If you have suggestions, you're welcome.
Have a nice day,
On
By the Dirichlet Test, we know that $f$ converges uniformly over $[\delta, \pi-\delta]$ for any $\delta \in (0, \pi/2)$. So
$$ \int_{\delta}^{\pi-\delta} f(x) \, \mathrm{d}x = \sum_{n=2}^{\infty} \int_{\delta}^{\pi-\delta} \frac{\sin(nx)}{\log n} \, \mathrm{d}x = \sum_{n=2}^{\infty} \frac{1+(-1)^{n-1}}{n\log n}\cos(n\delta). $$
Now, fix a large even integer $N \geq 1$ and consider $\delta = \pi/N$. Then we claim that
$$ \sum_{n=N}^{\infty} \frac{1+(-1)^{n-1}}{n\log n}\cos(n\pi/N) = \mathcal{O}\left(\frac{1}{\log N}\right). \tag{*}$$
Assuming $\text{(*)}$ for a moment, we get
\begin{align*} \int_{\pi/N}^{\pi(1-1/N)} f(x) \, \mathrm{d}x &= \sum_{\substack{1 < n < N \\ n\text{ odd}}} \frac{2}{n \log n}\cos(n\pi/N) + \mathcal{O}\left(\frac{1}{\log N}\right) \\ &\geq \sum_{\substack{1 < n < N/3 \\ n\text{ odd}}} \frac{2\cos(\pi/3)}{n \log n} + \mathcal{O}\left(\frac{1}{\log N}\right). \end{align*}
Using this, it is easy to check that
$$ \lim_{N\to\infty} \int_{\pi/N}^{\pi(1-1/N)} f(x) \, \mathrm{d}x = \infty. $$
In view of Dominated Convergence Theorem, this cannot happen if $f$ is Lebesgue-integrable on $[0, \pi]$, and so, $f$ is not Lebesgue-integrable on $[0, \pi]$.

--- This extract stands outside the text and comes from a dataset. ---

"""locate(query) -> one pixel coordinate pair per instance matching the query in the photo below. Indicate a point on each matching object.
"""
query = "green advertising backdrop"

Proof of $\text{(*)}$. By writing $N = qN + r$ and grouping terms according to the value of $r$,
\begin{align*} \sum_{n=N}^{\infty} \frac{1+(-1)^{n-1}}{n\log n}\cos(n\pi/N) &= \sum_{\substack{0 \leq r < N \\ r \text{ odd}}} \left( \sum_{q=1}^{\infty} (-1)^q \frac{2}{(qN+r)\log (qN+r)} \right)\cos(r\pi/N) \end{align*}
Now, for $n \geq N$, Mean-Value Theorem tells that
\begin{align*} \left| \frac{1}{n \log n} - \frac{1}{(n+N)\log(n+N)} \right| \leq \frac{2N}{n^2\log n}, \end{align*}
and so,
$$ \left| \sum_{q=1}^{\infty} (-1)^q \frac{2}{(qN+r)\log (qN+r)} \right| \leq \frac{C}{N\log N} $$
uniformly in $q$ and $r$. Therefore
$$ \left| \sum_{n=N}^{\infty} \frac{1+(-1)^{n-1}}{n\log n}\cos(n\pi/N) \right| \leq \frac{C}{\log N} \sum_{r=0}^{N-1} \frac{|\cos(r\pi/N)|}{N} \leq \frac{C'}{\log N} $$
for some absolute constant $C'$.
$f^2$ is not integrable over $[0,2\pi]$ due to Parseval's Identity and divergence of $\frac 1 {(\ln x)^2}$ (Bertrand's series). Then there is some non-negligible set $A \subset [0,2 \pi]$ where $|f| >M$ for some real positive number $M$. Since $f$ is $2 \pi$ periodic : $|f(x)| > M$ for every $x \in \cup_{k \in \mathbb{Z}} \left( A+k2 \pi \right)$ and $f$ cannot be integrable over $\mathbb{R}$.
Note : the integrability over $[0,2 \pi]$ is still a mistery to me, however it does not seem to be part of your question. But if someone has an idea ...